(AVInews) – Passignano sul Trasimeno, 28 set. – Da anni si parla di progetti di riqualificazione e da anni la comunità di Passignano sul Trasimeno attende una svolta e una soluzione definitiva relativamente all’area Sai Ambrosini in stato di completo abbandono e degrado. L’incontro che si è svolto venerdì 27 settembre all’auditorium ‘Urbani’ sembra finalmente dare un segnale positivo in questa direzione vista la presenza, attorno allo stesso tavolo, di rappresentanti della proprietà, delle istituzioni locali, del mondo dell’imprenditoria umbra e di architetti specializzati nella ‘rigenerazione delle ex aree industriali’. E questo, d’altronde, era anche il titolo dell’incontro a cui hanno partecipato decine e decine di passignanesi, a testimoniare quanto il tema sia sentito. Ai lavori hanno portato il loro contributo Maria Luisa Guerrini, presidente dell’Ordine degli architetti, pianificatori, paesaggisti e conservatori della provincia di Perugia, Sandro Pasquali, sindaco di Passignano sul Trasimeno, Paolo Belardi, professore del dipartimento di Ingegneria civile e ambientale dell’Università degli studi di Perugia, Gilda Giancipoli, funzionario architetto della soprintendenza Archeologia, belle arti e paesaggio dell’Umbria, e gli architetti Marco Petrini Elce e Andrea Oliva.

“Diamo il via oggi a un nuovo metodo di confronto partecipativo, che coinvolga i cittadini e guardi al futuro – ha esordito il sindaco Pasquali –. Un futuro fatto di sostenibilità, riduzione di cubature e, soprattutto, che guardi alle necessità di Passignano.
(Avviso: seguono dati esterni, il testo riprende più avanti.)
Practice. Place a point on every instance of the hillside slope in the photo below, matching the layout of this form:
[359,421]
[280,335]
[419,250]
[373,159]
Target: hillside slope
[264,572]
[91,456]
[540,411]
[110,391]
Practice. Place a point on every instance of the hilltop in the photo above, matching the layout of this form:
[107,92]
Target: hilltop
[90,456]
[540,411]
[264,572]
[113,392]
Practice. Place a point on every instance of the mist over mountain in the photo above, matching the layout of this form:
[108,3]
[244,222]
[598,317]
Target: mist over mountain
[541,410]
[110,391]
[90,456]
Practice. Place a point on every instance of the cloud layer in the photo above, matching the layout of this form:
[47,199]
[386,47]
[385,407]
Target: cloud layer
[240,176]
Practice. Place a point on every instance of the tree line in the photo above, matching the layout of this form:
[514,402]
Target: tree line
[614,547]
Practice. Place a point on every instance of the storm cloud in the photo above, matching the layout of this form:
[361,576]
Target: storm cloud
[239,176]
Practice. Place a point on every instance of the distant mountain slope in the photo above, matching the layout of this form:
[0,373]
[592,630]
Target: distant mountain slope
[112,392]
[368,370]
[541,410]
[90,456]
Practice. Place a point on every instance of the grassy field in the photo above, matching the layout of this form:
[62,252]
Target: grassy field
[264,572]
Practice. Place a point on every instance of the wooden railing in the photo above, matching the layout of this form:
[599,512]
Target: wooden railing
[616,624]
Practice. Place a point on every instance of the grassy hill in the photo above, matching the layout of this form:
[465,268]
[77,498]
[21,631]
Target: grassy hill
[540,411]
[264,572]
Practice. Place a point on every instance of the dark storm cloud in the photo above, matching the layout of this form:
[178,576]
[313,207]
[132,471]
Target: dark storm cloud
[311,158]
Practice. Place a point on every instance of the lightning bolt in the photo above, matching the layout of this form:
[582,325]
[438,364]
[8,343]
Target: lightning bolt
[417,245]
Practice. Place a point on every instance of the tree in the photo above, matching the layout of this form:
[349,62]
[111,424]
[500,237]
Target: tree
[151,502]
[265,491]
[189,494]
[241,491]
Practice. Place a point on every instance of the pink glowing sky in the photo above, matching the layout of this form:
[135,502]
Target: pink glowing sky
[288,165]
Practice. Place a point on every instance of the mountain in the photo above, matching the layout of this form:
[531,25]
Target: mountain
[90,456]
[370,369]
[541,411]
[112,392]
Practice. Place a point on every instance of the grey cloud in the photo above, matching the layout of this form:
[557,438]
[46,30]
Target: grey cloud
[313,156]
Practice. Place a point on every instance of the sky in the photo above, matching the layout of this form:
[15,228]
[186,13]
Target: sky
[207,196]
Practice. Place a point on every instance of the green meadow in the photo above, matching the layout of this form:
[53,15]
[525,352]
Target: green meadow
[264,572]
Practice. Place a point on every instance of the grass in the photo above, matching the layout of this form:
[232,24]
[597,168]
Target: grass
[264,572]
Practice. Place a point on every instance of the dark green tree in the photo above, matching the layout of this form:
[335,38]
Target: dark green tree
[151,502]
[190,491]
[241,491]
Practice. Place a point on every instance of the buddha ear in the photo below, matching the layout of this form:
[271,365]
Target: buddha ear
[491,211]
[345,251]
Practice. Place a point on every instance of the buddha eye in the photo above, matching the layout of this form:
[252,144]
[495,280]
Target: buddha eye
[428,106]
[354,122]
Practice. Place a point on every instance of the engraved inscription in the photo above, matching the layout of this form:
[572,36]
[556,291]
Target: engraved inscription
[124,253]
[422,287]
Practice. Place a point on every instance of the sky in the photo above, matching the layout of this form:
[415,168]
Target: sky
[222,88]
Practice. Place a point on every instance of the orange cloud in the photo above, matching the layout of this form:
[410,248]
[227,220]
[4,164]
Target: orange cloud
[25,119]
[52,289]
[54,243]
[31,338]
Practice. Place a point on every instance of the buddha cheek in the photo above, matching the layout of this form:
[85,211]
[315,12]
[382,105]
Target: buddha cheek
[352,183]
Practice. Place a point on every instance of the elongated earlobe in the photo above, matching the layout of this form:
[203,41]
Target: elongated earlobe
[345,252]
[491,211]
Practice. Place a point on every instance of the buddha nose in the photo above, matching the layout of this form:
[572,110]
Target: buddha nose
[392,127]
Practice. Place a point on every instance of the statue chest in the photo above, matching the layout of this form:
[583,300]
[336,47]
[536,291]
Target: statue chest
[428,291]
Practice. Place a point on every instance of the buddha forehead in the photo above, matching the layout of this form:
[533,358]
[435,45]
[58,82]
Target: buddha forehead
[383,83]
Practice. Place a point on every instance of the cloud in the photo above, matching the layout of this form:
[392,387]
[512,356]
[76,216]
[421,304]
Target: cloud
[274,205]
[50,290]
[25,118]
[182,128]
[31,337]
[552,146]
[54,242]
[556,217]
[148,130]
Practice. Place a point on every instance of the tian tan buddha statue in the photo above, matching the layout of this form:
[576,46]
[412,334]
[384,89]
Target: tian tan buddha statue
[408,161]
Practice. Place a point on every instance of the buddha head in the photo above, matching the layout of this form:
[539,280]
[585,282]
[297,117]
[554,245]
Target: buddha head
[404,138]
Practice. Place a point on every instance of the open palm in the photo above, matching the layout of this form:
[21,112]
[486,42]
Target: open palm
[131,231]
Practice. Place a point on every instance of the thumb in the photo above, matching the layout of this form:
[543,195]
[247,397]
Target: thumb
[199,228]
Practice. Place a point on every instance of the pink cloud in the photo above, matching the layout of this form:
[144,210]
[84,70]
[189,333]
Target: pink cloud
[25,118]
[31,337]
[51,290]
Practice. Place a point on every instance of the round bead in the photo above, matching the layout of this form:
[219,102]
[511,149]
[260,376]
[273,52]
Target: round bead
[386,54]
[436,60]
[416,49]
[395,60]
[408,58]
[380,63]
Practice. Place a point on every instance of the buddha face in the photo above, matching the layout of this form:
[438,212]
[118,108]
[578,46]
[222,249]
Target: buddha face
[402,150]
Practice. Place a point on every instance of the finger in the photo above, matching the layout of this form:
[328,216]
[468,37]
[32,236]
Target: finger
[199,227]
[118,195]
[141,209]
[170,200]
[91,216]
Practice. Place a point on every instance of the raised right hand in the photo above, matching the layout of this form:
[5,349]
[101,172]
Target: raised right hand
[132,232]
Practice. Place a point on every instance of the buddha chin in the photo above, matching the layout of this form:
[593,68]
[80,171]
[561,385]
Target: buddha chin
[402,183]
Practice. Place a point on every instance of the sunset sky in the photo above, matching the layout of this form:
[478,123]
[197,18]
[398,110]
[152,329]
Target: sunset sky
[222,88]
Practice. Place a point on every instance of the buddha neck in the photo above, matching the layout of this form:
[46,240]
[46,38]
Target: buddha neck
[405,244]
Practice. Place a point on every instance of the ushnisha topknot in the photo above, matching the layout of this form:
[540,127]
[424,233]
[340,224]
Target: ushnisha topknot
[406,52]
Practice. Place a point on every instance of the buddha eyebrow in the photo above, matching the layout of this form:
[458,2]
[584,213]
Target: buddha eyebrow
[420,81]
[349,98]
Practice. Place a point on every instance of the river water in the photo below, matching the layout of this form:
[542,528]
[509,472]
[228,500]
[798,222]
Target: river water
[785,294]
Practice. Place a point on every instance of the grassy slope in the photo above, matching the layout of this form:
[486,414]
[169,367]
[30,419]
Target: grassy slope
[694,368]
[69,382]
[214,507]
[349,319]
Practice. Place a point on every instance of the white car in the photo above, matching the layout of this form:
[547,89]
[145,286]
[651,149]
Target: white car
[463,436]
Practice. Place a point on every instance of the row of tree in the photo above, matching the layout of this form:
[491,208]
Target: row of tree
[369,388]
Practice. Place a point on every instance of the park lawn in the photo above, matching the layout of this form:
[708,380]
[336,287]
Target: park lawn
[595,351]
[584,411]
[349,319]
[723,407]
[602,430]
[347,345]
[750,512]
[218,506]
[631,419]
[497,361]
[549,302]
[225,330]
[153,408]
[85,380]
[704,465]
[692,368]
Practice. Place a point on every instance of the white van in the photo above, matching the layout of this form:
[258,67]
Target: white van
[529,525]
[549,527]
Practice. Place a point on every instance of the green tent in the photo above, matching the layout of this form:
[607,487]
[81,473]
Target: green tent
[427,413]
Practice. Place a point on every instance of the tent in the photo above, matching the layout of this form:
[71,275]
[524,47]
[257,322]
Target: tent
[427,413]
Alla proprietà della ex Sai spetta di gestire la partita come meglio crede; a noi, alla politica, spetta di trovare un tavolo il più largo possibile, con nuove partnership e la cittadinanza tutta”. In questo senso, è stato portato l’esempio di successo, replicabile anche a Passignano, delle ex Reggiane di Reggio Emilia alla cui riqualificazione ha dato il proprio contributo Oliva. “È fondamentale – ha spiegato l’architetto – avere la capacità di tenere insieme tutte le forze e le parti interessate, ognuna con il proprio ruolo. Bisogna partire con piccoli passi, fare interventi puntuali, senza pensare necessariamente a un intervento su grande scala perché verrebbe meno l’elemento fondamentale che è quella economico. Attraverso una programmazione nel tempo ci sono le condizioni per perseguire questo tipo di obiettivi”. “Il segreto – ha espresso il suo parere Belardi – è intervenire con la mentalità italiana. Non si demoliscono le cose, come ci ha insegnato la cultura capitalista americana ma si recuperano, pazientemente, e si costruisce sul costruito, magari sotto, sopra o accanto, ma non si rinuncia a ciò che già esiste. Ciò che già esiste è la memoria, il nostro passato e la nostra tradizione. Io credo che si possa innovare rispettando la memoria”. Questo anche il punto di vista di Guerrini: “Recuperando gli edifici esistenti – ha detto –, ridiamo loro un futuro e quella dignità che il tempo ha eroso. Capendo la memoria di questi luoghi li si può rivalorizzare e, attraverso tecniche innovative, un’estetica diversa o complementare a quella esistente, se ne possono fare dei contenitori nuovi”. Centrale a questo punto il tema del consumo del suolo affrontato da Petrini Elce. “Tutto ciò che riusciamo a recuperare – ha ricordato l’architetto – determina minore consumo del suolo. In Gran Bretagna ci sono politiche contro il consumo di suolo in vigore dal 1930 mentre in Italia non c’è niente di simile. Questo è un problema enorme ed è paradossale se si pensa all’enorme crisi dell’edilizia e al continuo calo demografico. Evidentemente c’è un’azione speculativa molto forte e un’enorme carenza della politica”.